The federation was imposed all the same. In 1957, younger leaders of Nac – Henry Chipembere, Kanyama Chiume, Dunduzu Chisiza, Rose Chibambo and a few others – appealed to Dr. Banda while he was in Ghana to return home and assume leadership of the NAC, extricate Nyasaland from the abominable federation. He arrived on 6 July, 1958. Due to his efforts, Malawi became independent on 6 July, 1964. Then he went on to transform the country’s physical and social infrastructures. How many young Malawians and even those not so young know these elements of Malawian history?

A comprehensive biography of Dr. Banda is overdue, who is to write it? We expect to find such a person among those who were closest to him singing “tidzafa naye tiri pambuyo pa Kamuzu” (“come what may, we shall die with him, we are behind Kamuzu”).

Writing biographies is not an easy task for everybody. But those who cherish his memory could sponsor an author or authors to do the job for them. They should persuade some benevolent millionaires to fund the project.
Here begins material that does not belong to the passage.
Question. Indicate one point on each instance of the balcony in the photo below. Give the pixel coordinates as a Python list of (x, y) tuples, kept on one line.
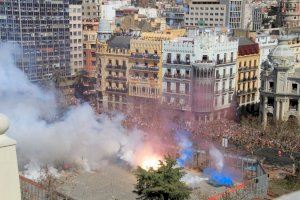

The history of a country cannot be adequately summarised in the biography of one person. There is a need to compile a dictionary or who is who of other people that played big role in the political and cultural development of Malawi. Among chiefs must be included Inkosi Gomani II of Ntcheu, M’mbelwa II of Mzimba, Chief Mwase of Kasungu and Chief Kuntaja of Blantyre. In the fight against the federation, they were courageous. Among commoners we must recall Levi Mumba, James Sangala, Chibambo, Lawrence Mapemba Manoah and Orton Chirwa, Masauko Chipembere, Rose Chibambo and Kanyama Chiume just to mention a few.

The dictionary should not be about politicians exclusively but also achievers in fields like literature, music, academics and religion. Those who generously donate funds to sports should not forget that it is knowledge that develop a country not leisure activities.